Saturday 22 February 2014

All AMP operation vs Full Table Scan

All AMP Operations vs Full Table Scan
All AMP Operation (NUSI) :
1. The SQL is submitted, specifying a NUSI.The hashing algorithm calculates a row hash value for
the NUSI .
2. All AMPs are activated to find the hash value of the NUSI in their index subtables. The AMPs
whose subtables contain that value become the participating AMPs in this request The other
AMPs discard the message.
3. Each participating AMP locates the row IDs (row hash value plus uniqueness value) of the base
rows corresponding to the hash value.
4. The participating AMPs access the base table rows, which are located on the same AMP as the
NUSI subtable.
5. The qualifying rows are sent over the BYNET to the PE, and the PE sends the answer set on to
the client application .


Full-Table Scan : (Accessing data with out indexes) :
If the request does not use a defined index, the Teradata Database does a full-table scan. A full-table scan is another way to access data without using Primary or Secondary Indexes. In evaluating an SQL request, the Optimizer examines all possible access methods and chooses the one it believes to be the most efficient.

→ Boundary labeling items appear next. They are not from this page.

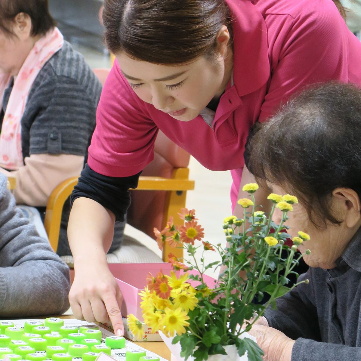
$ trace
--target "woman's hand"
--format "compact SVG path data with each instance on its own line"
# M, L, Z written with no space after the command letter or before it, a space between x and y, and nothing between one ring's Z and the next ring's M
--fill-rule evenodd
M69 301L75 318L102 323L110 321L114 333L124 333L120 308L123 296L108 265L93 261L76 267Z
M257 339L258 345L264 353L265 361L291 361L295 342L280 331L268 326L254 325L248 333Z

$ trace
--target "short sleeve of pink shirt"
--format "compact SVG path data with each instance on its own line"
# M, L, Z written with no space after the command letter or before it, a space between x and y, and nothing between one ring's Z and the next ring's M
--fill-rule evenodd
M253 124L309 84L361 84L361 43L331 0L225 1L232 15L234 83L221 97L213 126L200 116L177 121L145 103L116 62L98 106L92 169L113 177L139 173L153 159L159 129L208 169L232 170L234 207Z

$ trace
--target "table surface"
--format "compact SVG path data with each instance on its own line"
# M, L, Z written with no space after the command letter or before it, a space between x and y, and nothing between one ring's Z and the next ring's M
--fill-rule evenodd
M38 319L45 319L49 317L58 317L60 318L62 318L64 319L72 319L75 318L73 315L62 315L61 316L54 316L53 315L52 316L47 316L46 317L40 316L37 317L29 317L28 318L36 318ZM12 319L15 319L12 318ZM107 330L109 331L110 331L110 332L113 332L113 330L111 329L109 329L109 327L107 327L105 325L103 325L103 323L100 323L99 322L96 322L95 323L97 323L99 326L105 329L106 330ZM170 351L164 342L133 342L132 341L129 340L130 342L139 345L141 347L145 349L146 350L148 350L151 352L156 353L157 355L158 355L164 358L165 358L166 360L170 360Z

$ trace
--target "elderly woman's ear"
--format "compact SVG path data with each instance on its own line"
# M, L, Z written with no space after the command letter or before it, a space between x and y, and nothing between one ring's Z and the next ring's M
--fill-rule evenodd
M350 188L336 188L332 192L332 208L338 213L336 218L349 228L360 227L361 203L357 193Z

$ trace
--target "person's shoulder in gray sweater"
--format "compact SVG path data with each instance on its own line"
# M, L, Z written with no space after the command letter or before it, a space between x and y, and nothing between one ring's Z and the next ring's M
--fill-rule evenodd
M69 307L69 269L39 236L0 175L0 318L60 314Z

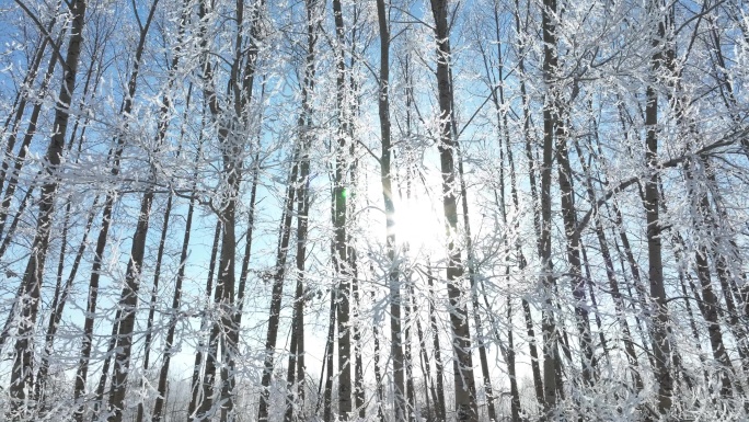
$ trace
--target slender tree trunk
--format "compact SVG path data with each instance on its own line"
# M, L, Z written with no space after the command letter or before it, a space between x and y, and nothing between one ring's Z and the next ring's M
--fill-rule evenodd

A request could turn into a full-table scan when:
The SQL request searches on a NUSI column with many duplicates.
An SQL request uses a non-equality WHERE clause on an index column.
An SQL request uses a range WHERE clause on an index column.

For all requests, you must specify a value for each column in the index

Data File Formats in bteq and load utilities
Bteq :

While creating the data file (exporting from table) the following modes are accepted.
DATA :
 Record Mode (Raw Binary Data).
INDICDATA :
 contains indicator bytes.number of indicator bytes = 1 bit for each column.that bit will be
set to 1 if the value for a perticular column is NULL else it will set to 0.
REPORT :
 Field Mode (column Headings).data is exported 1 column at a time. default format.
DIF :
 Data Interchange Format . to transport data to various pc programs.

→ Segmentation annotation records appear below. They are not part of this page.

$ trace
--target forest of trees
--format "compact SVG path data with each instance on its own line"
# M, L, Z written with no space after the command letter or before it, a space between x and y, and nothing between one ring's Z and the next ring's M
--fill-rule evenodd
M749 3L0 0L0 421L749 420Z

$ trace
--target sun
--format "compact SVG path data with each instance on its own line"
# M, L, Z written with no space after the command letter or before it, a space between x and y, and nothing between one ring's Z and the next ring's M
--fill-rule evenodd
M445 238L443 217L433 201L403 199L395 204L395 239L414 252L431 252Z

while importing target table from data file the following modes are accepted.
DATA :
INDICDATA :
VARTEXT :
 each column is separated by a delimiter.

FastLoad,MultiLoad,FastExport,TPUMP,TPT
there are 5 data formats available for load or unload utilities.
Formatted
 :
Each record is in a format traditionally known as FastLoad or Teradata format. The data is prefixed with the data length and followed by and end-of-record (EOR) marker. This is the most stringent and robust data format and will allow any TPT supported data type to be included.
Let’s consider a record containing 6 bytes of inferred text data "abcdef";

x'00 06 61 62 63 64 65 66 0a' and in character: "..abcdef."

Text :
There is no length indicator as with formatted data (above). Records are separated only by an end-of-record (EOR) marker. To insure data integrity, each record must be entirely character data.
The EOR marker can be either a single-byte linefeed (X'0A') or a double-byte carriage-return/line-feed pair (X'0D0A'). Whether a single or double byte EOR is used is determined by the EOR marker encountered for the first record. If the first record has a single byte EOR and contains the text "abcd", it would look like this:
x'61 63 64 63 0a' and in character: "abcd."

Every subsequent record is expected to use the same single byte EOR.
If the first record has a double byte EOR and contains the text "acdc", it would look like this:
x'61 63 64 63 0d 0a' and in character: "abcd.."

Again, every subsequent record is expected to use the same double-byte EOR.
Single and double byte EORs cannot be mixed in the same data.

Binary :
This format is the same as formatted (see above) except that there is no trailing EOR byte. Each record contains a 2-byte integer data length, n, followed by n bytes of data. As with formatted data, all TPT data types are supported.
E.g., a record containing 4 bytes of text "abcd" would be;
x'00 06 61 62 63 64' and in character: "..abcd"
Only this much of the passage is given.